We plant the ships which will cross the seas.
We plant the mast to carry the sails,
We plant the planks to withstand the gales —
The keel, the keelson, and beams and knee;
We plant the ship when we plant the tree.
What do we plant when we plant the tree?
We plant the homes for you and me.
We plant the rafters, the shingles, the floors,
We plant the studding, the laths, the doors,
The beams, the sidings, all parts that be;
We plant the home when we plant the tree.
What do we plant when we plant the tree?
A thousand things that we daily see.
We plant the spires that outtower the crag,
We plant the staff for our country's flag,
We plant the shade, from the hot sun free;
We plant all these when we plant the tree.
ORIGIN OF THE EASTER EGG
ELANORA KINSLEY MARBLE
NOW is the time of year when we feel called upon to inform our readers that the peacock does not lay the pretty colored Easter eggs.

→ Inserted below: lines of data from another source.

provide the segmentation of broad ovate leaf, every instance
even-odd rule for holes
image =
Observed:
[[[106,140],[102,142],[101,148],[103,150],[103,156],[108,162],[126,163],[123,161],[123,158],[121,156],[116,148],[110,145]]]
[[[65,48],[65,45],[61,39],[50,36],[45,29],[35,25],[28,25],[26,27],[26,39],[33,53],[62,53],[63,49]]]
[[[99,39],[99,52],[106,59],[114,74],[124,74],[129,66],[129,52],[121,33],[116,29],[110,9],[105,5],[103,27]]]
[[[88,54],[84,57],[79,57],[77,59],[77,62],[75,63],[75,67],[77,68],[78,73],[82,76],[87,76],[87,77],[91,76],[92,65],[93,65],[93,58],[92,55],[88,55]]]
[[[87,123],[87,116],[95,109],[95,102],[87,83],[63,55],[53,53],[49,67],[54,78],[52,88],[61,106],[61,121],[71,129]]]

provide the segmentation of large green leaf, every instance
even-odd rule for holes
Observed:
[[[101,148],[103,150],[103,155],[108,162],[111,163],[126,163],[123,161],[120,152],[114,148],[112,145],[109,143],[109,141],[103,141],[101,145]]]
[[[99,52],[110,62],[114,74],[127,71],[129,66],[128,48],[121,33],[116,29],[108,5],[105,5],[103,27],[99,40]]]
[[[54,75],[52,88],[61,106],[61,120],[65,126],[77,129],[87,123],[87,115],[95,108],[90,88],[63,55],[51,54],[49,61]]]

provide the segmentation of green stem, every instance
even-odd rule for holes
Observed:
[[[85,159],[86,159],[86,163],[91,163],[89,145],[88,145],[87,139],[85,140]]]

This valuable bit of information the great American humorist feels called upon to make year after year, and though we elder folk smile, and the young query, how many of us are familiar with the history of the custom of observing the closing of Lent with the egg feast?
One must go back to the Persians for the first observance of the egg day. According to one of the ancient cosmogonies, all things were produced from an egg, hence called the mundane egg. This cosmogony was received in Persia, and on this account there obtained, among the people of that country, a custom of presenting each other with an egg, the symbol of a new beginning of time on every New Year's day; that is, on the day when the sun enters Aries, the Persians reckoning the beginning of the new year from that day, which occurred in March. The doctrine of the mundane egg was not confined to the limits of Persia, but was spread, together with the practice of presenting New Year's eggs, through various other countries. But the New Year was not kept on the day when the sun enters Aries, or at least it ceased, in process of time, to be so kept. In Persia itself the introduction of the Mohammedan faith brought with it the removal of New Year's day.
Among the Jews the season of the ancient New Year became that of the Passover, and among the Christians the season of the Passover has become that of Easter. Among all these changes the custom of giving an egg at the sun's entrance into Aries still prevails. The egg has also continued to be held as a symbol, and the sole alteration is the prototype. At first it was said to be the beginning of time and now it is called the symbol of the resurrection. One sees, therefore, what was the real origin of the Easter egg of the Greek and Roman churches.
From a book entitled "An Extract from the Ritual of Pope Paul V.," made for Great Britain, it appears that the paschal egg is held by the Roman church to be an emblem of the resurrection, and that it is made holy by a special blessing of a priest.